Thursday, February 05, 2009

Motivation & Failure

Shortly after I gave Quiet Confidence the link to this website he spent a lot of time reading through the past couple years of my life chronicled here. He said that it was difficult to read at times because he hates reading stories where the good guy doesn’t triumph. He had a completely different perspective on my blog than I do since he read it in huge sections where as I parceled it out in measured segments according to my days. Where as I saw the blog as more of an up and down rollercoaster of my depression, he saw it as the up and downs of my dating life and the continuous disappointments I suffered. Neither perspective is wrong, it just depends on what lens you filter the material through.

This past year has been an entirely different kind of struggle for me. I’ve been struggling with my degree and what it means to me, if I even want to be here, and feelings of failure. Yesterday I was looking at my school ring, absent-mindedly playing with it while I was thinking of other things. As I read the inscription on the inside band it struck me that my Bachelors Degree feels like the only degree where I really tried. I put my heart and soul into those 4 years. I really tried during that degree. I have yet to put that much effort, thought and time into my Ph.D. More importantly I haven’t invested my heart into this degree like I did with my undergrad. I was so emotionally invested in that degree and wanting to be on campus, regardless of how difficult it was at that time.

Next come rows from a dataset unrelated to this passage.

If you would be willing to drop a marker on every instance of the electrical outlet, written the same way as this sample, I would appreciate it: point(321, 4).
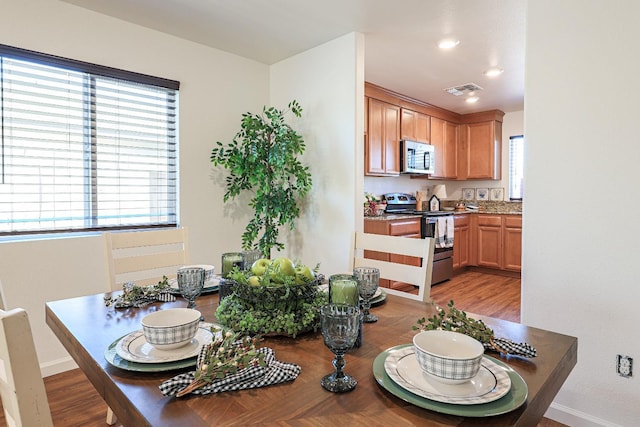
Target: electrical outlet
point(624, 366)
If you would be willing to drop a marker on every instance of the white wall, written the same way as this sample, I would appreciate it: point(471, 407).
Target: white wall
point(216, 88)
point(328, 82)
point(512, 125)
point(581, 228)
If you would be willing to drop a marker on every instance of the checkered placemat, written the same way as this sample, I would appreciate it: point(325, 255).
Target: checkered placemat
point(274, 372)
point(506, 346)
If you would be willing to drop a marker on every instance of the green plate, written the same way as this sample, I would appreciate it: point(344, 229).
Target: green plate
point(112, 357)
point(509, 402)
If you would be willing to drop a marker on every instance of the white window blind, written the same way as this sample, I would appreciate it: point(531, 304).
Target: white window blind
point(516, 167)
point(84, 150)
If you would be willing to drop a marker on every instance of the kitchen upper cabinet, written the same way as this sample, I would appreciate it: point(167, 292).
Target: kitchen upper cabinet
point(512, 234)
point(480, 150)
point(444, 137)
point(414, 126)
point(461, 241)
point(382, 140)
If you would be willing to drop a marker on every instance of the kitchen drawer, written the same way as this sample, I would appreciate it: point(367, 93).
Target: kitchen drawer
point(403, 228)
point(490, 220)
point(513, 221)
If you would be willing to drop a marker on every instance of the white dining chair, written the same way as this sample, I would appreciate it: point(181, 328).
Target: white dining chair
point(24, 398)
point(417, 276)
point(143, 257)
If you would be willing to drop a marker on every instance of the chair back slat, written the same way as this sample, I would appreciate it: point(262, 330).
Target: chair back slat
point(24, 398)
point(144, 257)
point(380, 246)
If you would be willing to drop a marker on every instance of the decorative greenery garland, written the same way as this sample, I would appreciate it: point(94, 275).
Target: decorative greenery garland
point(457, 321)
point(253, 319)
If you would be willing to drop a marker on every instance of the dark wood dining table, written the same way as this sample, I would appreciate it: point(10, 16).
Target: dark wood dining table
point(86, 327)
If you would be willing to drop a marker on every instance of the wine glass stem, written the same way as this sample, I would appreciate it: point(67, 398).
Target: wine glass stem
point(366, 305)
point(338, 364)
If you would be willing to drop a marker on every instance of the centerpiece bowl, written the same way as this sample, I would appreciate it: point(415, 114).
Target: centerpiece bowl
point(276, 301)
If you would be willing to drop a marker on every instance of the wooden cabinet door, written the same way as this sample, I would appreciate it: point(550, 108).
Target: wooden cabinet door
point(512, 255)
point(374, 152)
point(489, 241)
point(444, 137)
point(382, 153)
point(461, 241)
point(414, 126)
point(483, 145)
point(451, 150)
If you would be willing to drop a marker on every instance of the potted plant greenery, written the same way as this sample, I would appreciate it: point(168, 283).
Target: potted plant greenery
point(263, 159)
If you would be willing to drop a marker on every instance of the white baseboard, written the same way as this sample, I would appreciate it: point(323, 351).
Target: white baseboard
point(57, 366)
point(573, 418)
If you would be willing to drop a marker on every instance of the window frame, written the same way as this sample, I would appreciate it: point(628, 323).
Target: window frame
point(94, 70)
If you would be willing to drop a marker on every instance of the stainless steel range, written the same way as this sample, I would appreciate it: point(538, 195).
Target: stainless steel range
point(401, 203)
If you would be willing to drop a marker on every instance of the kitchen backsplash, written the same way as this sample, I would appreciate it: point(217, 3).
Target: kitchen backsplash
point(487, 206)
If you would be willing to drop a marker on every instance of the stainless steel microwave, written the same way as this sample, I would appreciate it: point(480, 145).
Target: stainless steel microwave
point(416, 157)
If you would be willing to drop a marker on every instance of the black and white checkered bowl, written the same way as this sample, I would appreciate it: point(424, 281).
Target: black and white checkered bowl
point(170, 328)
point(448, 357)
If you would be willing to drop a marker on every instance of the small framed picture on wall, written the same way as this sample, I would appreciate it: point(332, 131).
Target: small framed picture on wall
point(468, 193)
point(482, 194)
point(496, 194)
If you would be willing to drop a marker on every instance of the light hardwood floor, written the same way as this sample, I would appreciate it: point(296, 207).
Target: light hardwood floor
point(74, 401)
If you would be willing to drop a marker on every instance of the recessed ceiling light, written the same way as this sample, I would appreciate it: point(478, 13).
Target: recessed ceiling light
point(493, 72)
point(448, 43)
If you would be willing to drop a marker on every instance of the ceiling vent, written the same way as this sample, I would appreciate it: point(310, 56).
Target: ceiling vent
point(462, 89)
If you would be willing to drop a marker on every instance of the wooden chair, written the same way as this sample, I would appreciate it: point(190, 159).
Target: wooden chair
point(390, 268)
point(24, 397)
point(144, 257)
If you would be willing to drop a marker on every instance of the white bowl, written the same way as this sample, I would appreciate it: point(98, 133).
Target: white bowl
point(448, 357)
point(171, 328)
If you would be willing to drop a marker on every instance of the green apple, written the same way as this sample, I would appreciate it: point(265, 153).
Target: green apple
point(260, 266)
point(304, 274)
point(283, 266)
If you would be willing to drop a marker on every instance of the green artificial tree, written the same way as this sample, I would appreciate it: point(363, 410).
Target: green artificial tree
point(263, 159)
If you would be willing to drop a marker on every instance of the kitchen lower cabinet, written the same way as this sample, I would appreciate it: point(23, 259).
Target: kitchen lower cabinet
point(512, 234)
point(382, 140)
point(495, 242)
point(461, 239)
point(489, 238)
point(409, 227)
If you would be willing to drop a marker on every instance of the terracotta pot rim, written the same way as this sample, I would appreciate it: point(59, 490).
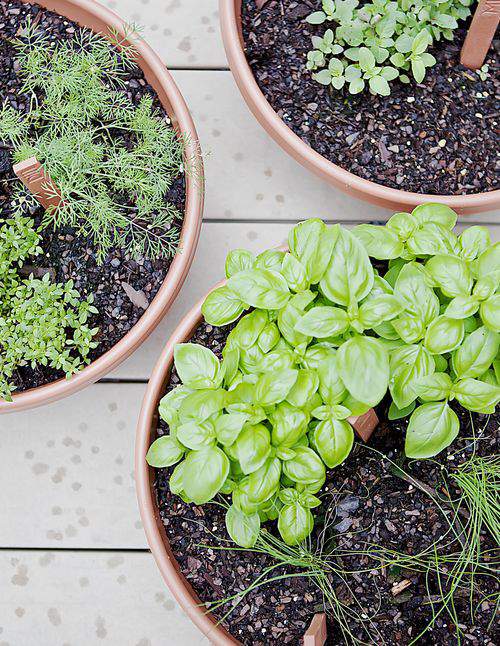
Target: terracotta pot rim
point(85, 12)
point(345, 180)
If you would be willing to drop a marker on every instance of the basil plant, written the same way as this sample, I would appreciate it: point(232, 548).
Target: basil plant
point(326, 336)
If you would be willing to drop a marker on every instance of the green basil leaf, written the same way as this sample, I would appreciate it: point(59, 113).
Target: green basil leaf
point(222, 307)
point(273, 387)
point(238, 260)
point(197, 366)
point(444, 335)
point(451, 274)
point(476, 353)
point(476, 395)
point(490, 313)
point(204, 474)
point(408, 365)
point(261, 288)
point(263, 483)
point(431, 429)
point(363, 364)
point(229, 426)
point(333, 439)
point(379, 241)
point(434, 387)
point(243, 528)
point(312, 243)
point(164, 452)
point(295, 523)
point(322, 322)
point(349, 276)
point(305, 467)
point(304, 388)
point(252, 447)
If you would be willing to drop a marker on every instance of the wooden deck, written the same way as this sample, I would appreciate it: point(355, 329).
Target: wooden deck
point(74, 564)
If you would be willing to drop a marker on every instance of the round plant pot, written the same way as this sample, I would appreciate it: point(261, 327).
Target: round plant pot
point(148, 506)
point(88, 13)
point(390, 198)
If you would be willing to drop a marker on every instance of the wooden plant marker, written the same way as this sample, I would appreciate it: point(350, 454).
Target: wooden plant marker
point(480, 34)
point(33, 175)
point(316, 633)
point(364, 425)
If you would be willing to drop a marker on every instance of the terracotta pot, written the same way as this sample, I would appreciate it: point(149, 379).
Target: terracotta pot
point(148, 506)
point(390, 198)
point(90, 14)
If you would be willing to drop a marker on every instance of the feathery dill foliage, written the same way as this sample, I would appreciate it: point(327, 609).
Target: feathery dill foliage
point(112, 161)
point(42, 323)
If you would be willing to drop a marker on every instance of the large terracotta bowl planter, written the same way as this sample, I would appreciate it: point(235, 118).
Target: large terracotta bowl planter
point(153, 526)
point(390, 198)
point(90, 14)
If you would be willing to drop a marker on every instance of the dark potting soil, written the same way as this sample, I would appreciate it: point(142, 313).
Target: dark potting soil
point(65, 254)
point(369, 503)
point(438, 137)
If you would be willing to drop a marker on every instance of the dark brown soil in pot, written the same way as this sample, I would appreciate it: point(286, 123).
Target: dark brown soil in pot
point(66, 255)
point(369, 502)
point(439, 137)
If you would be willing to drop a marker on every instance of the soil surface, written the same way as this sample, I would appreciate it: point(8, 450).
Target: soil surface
point(438, 137)
point(66, 255)
point(366, 502)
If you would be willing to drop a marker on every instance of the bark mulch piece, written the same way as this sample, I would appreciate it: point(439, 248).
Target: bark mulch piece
point(370, 503)
point(122, 286)
point(438, 137)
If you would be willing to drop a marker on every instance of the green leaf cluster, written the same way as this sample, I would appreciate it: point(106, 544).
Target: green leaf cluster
point(113, 162)
point(42, 323)
point(326, 337)
point(374, 43)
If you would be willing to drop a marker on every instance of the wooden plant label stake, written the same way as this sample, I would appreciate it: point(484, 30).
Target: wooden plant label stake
point(316, 633)
point(480, 34)
point(33, 175)
point(364, 425)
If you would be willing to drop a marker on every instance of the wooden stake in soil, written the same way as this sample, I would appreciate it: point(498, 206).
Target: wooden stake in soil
point(364, 425)
point(33, 175)
point(316, 633)
point(480, 34)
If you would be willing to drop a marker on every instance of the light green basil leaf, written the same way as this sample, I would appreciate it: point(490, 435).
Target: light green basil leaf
point(333, 439)
point(261, 288)
point(222, 307)
point(322, 322)
point(229, 426)
point(431, 429)
point(434, 387)
point(238, 260)
point(264, 482)
point(295, 523)
point(204, 473)
point(476, 353)
point(252, 447)
point(490, 313)
point(379, 241)
point(164, 452)
point(197, 366)
point(273, 387)
point(243, 528)
point(363, 364)
point(305, 467)
point(444, 335)
point(312, 243)
point(476, 395)
point(349, 276)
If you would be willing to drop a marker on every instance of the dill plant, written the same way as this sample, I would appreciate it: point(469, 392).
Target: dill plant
point(112, 161)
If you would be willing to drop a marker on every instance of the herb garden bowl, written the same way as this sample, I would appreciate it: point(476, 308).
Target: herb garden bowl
point(375, 193)
point(92, 15)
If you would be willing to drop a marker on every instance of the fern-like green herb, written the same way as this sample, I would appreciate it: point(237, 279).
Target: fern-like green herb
point(113, 162)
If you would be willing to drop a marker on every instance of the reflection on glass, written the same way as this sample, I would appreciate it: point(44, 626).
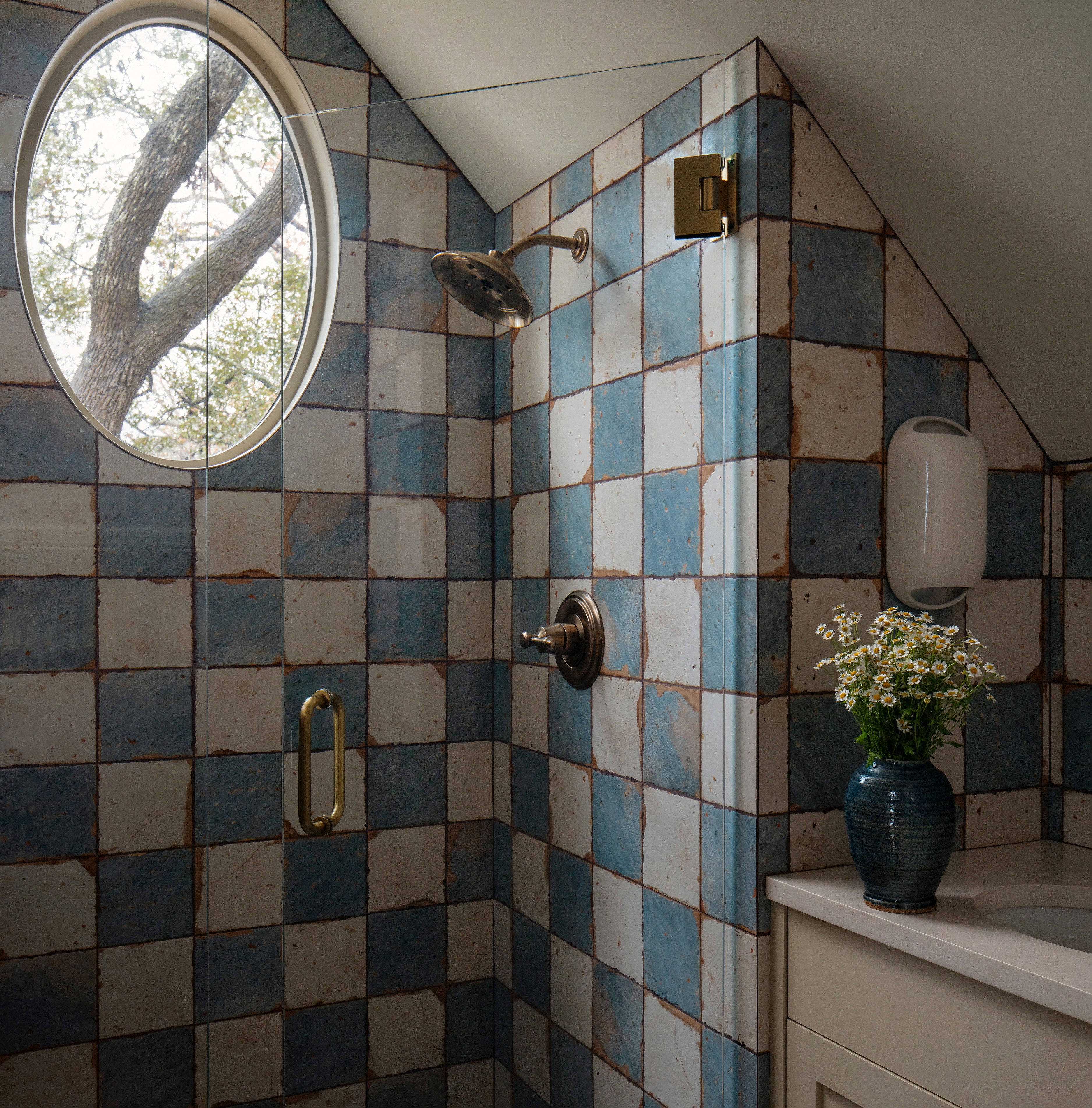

It may just be that I have academic burn out. That would come as no great shock since I’ve been in University for the past 8 years. Most people I know get burn out by their third or fourth year in school. It can be quite the meat grinder in academia. I can’t find the necessary desire and motivation to complete assignments and move on to the next phase of my degree. Part of me already feels like I’ve fucked up this degree from day one, that much of the past two and half years have been a huge failure. I can’t seem to move on from those feelings of failure and disappointment in my performance, which has only exacerbated the situation. This is not how I wanted my Ph.D to play out.

1 comment:

Lam said...

To the extent possible, I understand what you're going through. I dragged my PhD program out over an excruciatingly long period of time, all the while drowning in my own feelings of failure. It was so hard to reach the surface for air because the longer it took, the heavier the burden from that aforementioned sense of failure. This was in direct contrast to my stellar performance during the pursuit of my Bachelor's, which I completed in 3 years (while my high school friends were taking 5 years and more to get their degrees). But I did get that PhD and am now so so so grateful for its completion!

I know that (1) You didn't solicit advice and that (2) Advice never works anyhow because everybody already has their own answers and they certainly don't need to hear mine. Still, I'm offering you this advice: Change! Things have to change because you can't keep trudging forth as you have been and expect something different--you know, that whole thing about "insanity is the man who repeats the same actions but expects a different result" thing.

Maybe the change is that you have to walk away for a little while. Or maybe the change is you need a better time table...or to be more explicit here about that time table so others help to hold you accountable. Maybe the change is setting small goals and allowing/requesting others to help reward you for each small step.

The fact is I don't know what change is required to move you along toward resolution (either completion or abandonment of this pursuit--those are the only choices here), but I do know that change is required.

Good luck. I look forward to following your journey...wherever it leads you.